Casi todo lo que poseemos se nos va y no sabemos adónde, y las pocas cosas que todavía perduran a nuestro alrededor son apenas los residuos de un naufragio perpetuo. Buscamos una carta que imperiosamente debemos responder; en ninguna parte aparece, y comprendemos que quien nos la envió entenderá nuestro silencio como un agravio calculado, pero al menos logramos que nuestra búsqueda inútil nos devuelva otra carta que dimos por perdida hace varios meses y que ya no vale la pena contestar. Aceptando las ventajas de la cibernética, nos afiliamos al uso de la tarjeta de crédito, de la que nos dicen que nos eximirá del trato innoble con el dinero y con los carteristas, pero esa enérgica apuesta por la modernidad queda cancelada al cabo de unos pocos días, cuando descubrimos con horror que la tarjeta, tan pequeña y delgada, se nos ha deslizado por una de esas fisuras traicioneras que suelen abrirse para nuestra desgracia en la realidad y en los bolsillos, y que ya nunca la recobraremos, con la consiguiente penitencia de acudir en seguida a dar parte de su pérdida, no sea que ya obre en las manos de algún veloz estafador, y de enfrentarnos a la mirada de reprobación de un empleado de traje azul marino que deplora amargamente la confianza que depositó en nosotros.
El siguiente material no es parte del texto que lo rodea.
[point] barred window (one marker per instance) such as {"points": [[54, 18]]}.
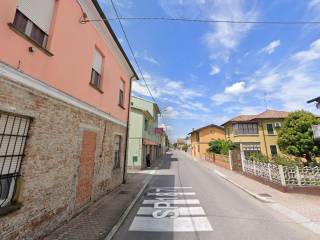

Algunas veces, para eludir el infortunio, uno piensa que sólo puede perderse lo que nunca se tuvo, y que esa ley vale lo mismo para la amistad y el amor que para los encendedores. Al fin y al cabo vendrá un día en que lo perderemos todo: ya dijo Graham Greene que basta perder la vida para que no le quede a uno nada más que perder. Y casi todo lo que hacemos hasta que llega la hora de ese despojamiento último es ir dejando atrás un rastro de cosas olvidadas y de tiempo perdido. Perdemos diariamente regiones enteras de la memoria, despoblamos el mundo de sensaciones y nombres que sólo nosotros habríamos sido capaces de recordar, de posibilidades de inteligencia y de ternura que a nadie más le fueron concedidas. Recordamos cosas triviales que nos hicieron compañía durante mucho tiempo y nos parece que las ha ido pulverizando el simple paso de los años, porque no las hemos tirado ni roto, pero ya no están, ni cerca de nosotros ni en ninguna otra parte: no son nada, ni siquiera imágenes salvadas de lo que no existe, y lo peor es que sabemos o imaginamos que una cualquiera de esas cosas nos revelaría, si pudiéramos verla ahora, el secreto del tiempo, la clave oculta de una edad de nuestra vida. Lo que Proust aprendió en el sabor de una magdalena mojada en una taza de té nos aguarda a cada uno de nosotros en los objetos olvidados o perdidos, en una caja de cerillas, en una canción, en la litografía de un almanaque de 1960.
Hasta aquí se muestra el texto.